So I have been thinking this through, and I decided I'm just going to strét-up say what's on my mind because I think its important.
I kept trying to fit these thoughts into a discursive framework that would be intelligible to others and I realised I was just shooting myself in the foot. What I want to say is about my personal experiences, and I'm sharing them in the hopes they will be elucidating to others.
A lot of the behaviors that I observe (OnHere especially) seem, from my very surface observations and attempts at inductive reasoning, to stem from problems which I myself experience and continue to struggle with.
So here goes.
I have a lot of difficulty engaging in a healthy way with serious topics. Especially with my mental health challenges, I easily get carried away with crap that actually obfuscates the topic at hand.
I start worrying about how my words and actions reflect on my being — not on how I live, but on the fundamental nature of my existence.
What better way to induce panic and guilt than to introduce the belief that existence itself has the potential to be harmful?
Not actions, not words, not beliefs, but existence itself.

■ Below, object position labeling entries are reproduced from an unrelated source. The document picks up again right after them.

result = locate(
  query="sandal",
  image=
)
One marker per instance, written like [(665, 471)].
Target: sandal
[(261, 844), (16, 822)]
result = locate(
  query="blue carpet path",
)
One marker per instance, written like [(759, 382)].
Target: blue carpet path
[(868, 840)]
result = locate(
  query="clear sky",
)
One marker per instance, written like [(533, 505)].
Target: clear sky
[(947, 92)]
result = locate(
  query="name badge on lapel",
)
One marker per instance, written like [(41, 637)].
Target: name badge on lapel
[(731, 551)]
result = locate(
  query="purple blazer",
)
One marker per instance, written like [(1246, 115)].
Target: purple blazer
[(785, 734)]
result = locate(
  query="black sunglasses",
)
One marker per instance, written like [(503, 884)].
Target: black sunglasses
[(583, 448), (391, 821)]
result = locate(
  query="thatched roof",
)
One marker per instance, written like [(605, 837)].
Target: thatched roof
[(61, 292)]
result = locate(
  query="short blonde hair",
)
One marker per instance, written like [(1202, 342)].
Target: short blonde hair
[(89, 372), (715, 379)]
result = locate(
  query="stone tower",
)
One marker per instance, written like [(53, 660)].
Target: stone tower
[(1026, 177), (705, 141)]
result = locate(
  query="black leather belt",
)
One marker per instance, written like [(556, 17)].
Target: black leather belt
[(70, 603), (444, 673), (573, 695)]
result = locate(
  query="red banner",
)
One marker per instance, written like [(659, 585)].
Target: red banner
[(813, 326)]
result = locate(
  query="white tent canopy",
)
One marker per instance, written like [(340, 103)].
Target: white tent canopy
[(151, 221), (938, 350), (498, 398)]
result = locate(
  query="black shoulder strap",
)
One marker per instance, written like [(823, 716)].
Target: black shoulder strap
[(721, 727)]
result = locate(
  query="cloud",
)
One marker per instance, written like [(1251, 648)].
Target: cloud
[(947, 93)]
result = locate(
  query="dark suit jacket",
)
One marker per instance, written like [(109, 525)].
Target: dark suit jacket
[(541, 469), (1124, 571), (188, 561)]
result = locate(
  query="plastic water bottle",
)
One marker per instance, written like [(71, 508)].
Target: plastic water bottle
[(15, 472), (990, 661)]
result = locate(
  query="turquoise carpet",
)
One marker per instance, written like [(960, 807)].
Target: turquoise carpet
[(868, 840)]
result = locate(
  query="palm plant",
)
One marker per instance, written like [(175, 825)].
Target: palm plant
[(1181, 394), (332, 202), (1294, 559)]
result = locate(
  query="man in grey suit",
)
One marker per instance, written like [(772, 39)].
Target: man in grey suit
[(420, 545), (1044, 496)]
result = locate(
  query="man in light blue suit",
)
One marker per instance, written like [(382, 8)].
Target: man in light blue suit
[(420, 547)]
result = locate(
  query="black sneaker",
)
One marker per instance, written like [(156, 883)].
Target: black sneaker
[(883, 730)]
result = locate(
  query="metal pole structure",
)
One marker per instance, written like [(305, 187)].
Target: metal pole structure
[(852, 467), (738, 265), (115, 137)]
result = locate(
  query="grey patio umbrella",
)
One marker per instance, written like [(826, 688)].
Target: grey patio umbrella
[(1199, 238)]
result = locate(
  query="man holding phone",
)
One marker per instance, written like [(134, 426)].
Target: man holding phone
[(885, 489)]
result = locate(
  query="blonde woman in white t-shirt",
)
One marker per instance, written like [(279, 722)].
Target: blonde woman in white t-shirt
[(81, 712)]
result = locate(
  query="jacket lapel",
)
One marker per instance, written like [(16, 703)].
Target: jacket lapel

Existence itself is morally neutral, but how often do we recognize that simple fact? How often do we recognize our own agency?
The answer for me has been "not nearly enough." I get caught up in a storm of emotions that stem from an unanswerable existential question.
When I begin to lose touch with my sense of agency, it is very easy to become antagonistic, angry, desperate, lonely. To externalize negative emotions that stem from within.
In this state it is very difficult to distinguish fact from feeling.

If I tie something to my existence, it must logically be defended to prevent my own annihilation.
Most times, of course, there is no causal link — it is imagined, fabricated. Still, the psychological link holds immense power until it is severed.
So the point I'm getting to is the medium of Twitter and how in my experience, it is very conducive to the creation of these imagined existential links. It is not conducive to their dissolution.
When I encounter new information that might pertain to me and might put me in a new, unflattering light, too easily my instinctual reactions become engaged.
"What does this say about me?" "How will __ react if they know/think that __?" "Who will stop listening to/stop trusting me?"

To be sure, they may be pertinent to the matter at hand — but are they helpful? Are they conducive to learning or to rectifying harmful behaviors?
Twitter is a tool. It's very conducive to catchy one-liners and witty remarks. It is less conducive to meaningful communication.

Note, I did not say it precludes meaningful communication; it merely doesn't help it. Meaningful communication happens here every day regardless!
I know that I get caught up in maintaining/building "online presence" and it can get very narcissistic very quickly.

It is not productive.
As soon as I entangle my human value with something so external, I'm bound to become miserable and to begin externalizing that misery.
So when I think about the problems that crop up repeatedly — white people dogpiling BIPOC women they disagree with, white women playing the victim/clinging to whiteness whenever we are held accountable for our (in)actions, people resorting to transmisogyny almost instinctually...
I wonder: How many people can actually parse social interactions accurately? How many people know how to process negative emotions without externalizing them? How many people are psychologically, physiologically aware of their own agency?
I honestly dont believe its possible to teach people everything they need to know.

I think unless people learn HOW to deal with the psychological and existential pressure of existing in this world they will refuse to learn anything and will remain trapped in abusive behaviours.